“Then your repertoire needs replenishing,” said Merry.
So the little jokers were repressed for the time, although they were sure to break out again and again at the slightest provocation, or without any provocation.
“What makes us feel real bad,” said Diamond, “is that we were unable to get along soon enough to witness the great ball-game to-day between Yale and Harvard. I felt sure Yale would win.”

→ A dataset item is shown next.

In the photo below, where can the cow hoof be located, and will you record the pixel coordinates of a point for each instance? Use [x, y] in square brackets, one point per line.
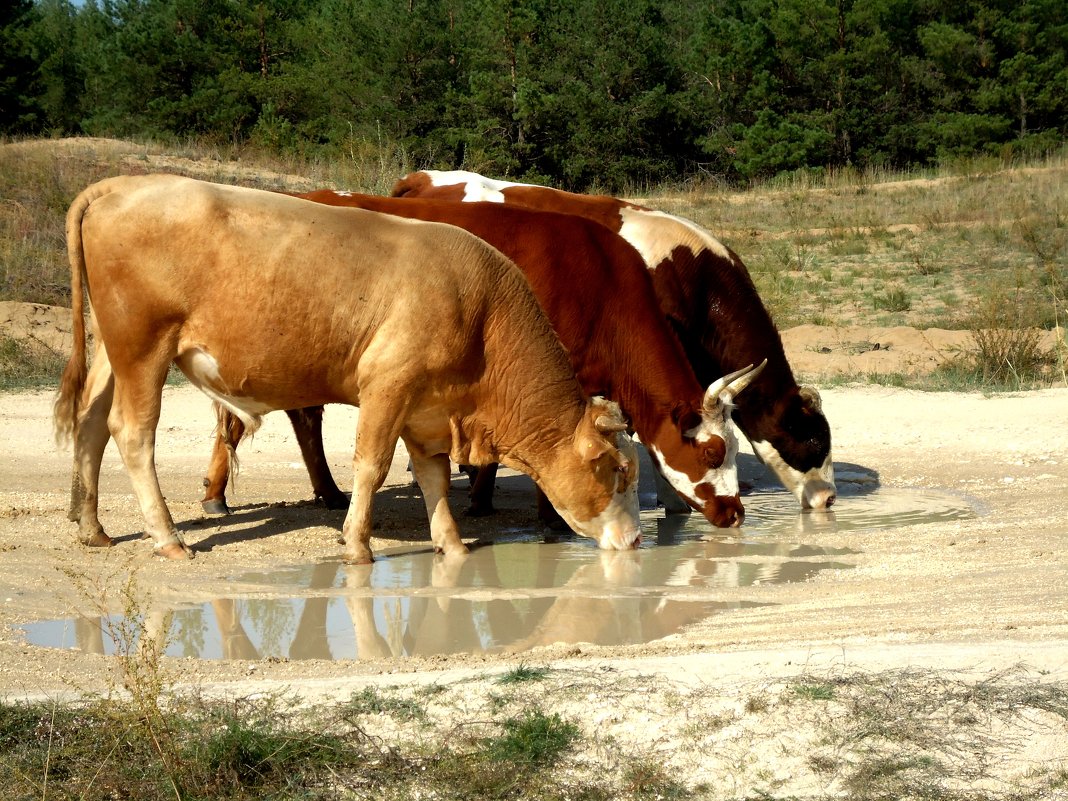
[97, 539]
[175, 551]
[339, 501]
[215, 506]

“Merriwell won the game himself,” declared Oliver Packard, who had once played on the nine, but whose standing as an athlete and whose chance to take part in athletic sports had been ruined by the actions of his brother. “It was the greatest work I ever saw.”
“Right!” agreed Carker, the socialist, also a ballplayer of no mean caliber. “The manner in which he stopped Harvard from scoring near the end of the game was enough to set every Yale man wild with admiration. It was great!”
“Great!” nodded Jim Hooker.
“Magnificent!” laughed Bert Dashleigh.
“Hot stuff!” nodded Ralph Bingham.
Rattleton, Stubbs, Griswold, Gallup, Dunnerwurst, and Mulloy had reached the field after the game began, but in the vast throng they had been unobserved by Merry. All were profuse in their compliments for Frank, but he cut them short.
“Every man on the nine played as if his life depended on the result,” he declared. “They deserve just as much credit as I do.”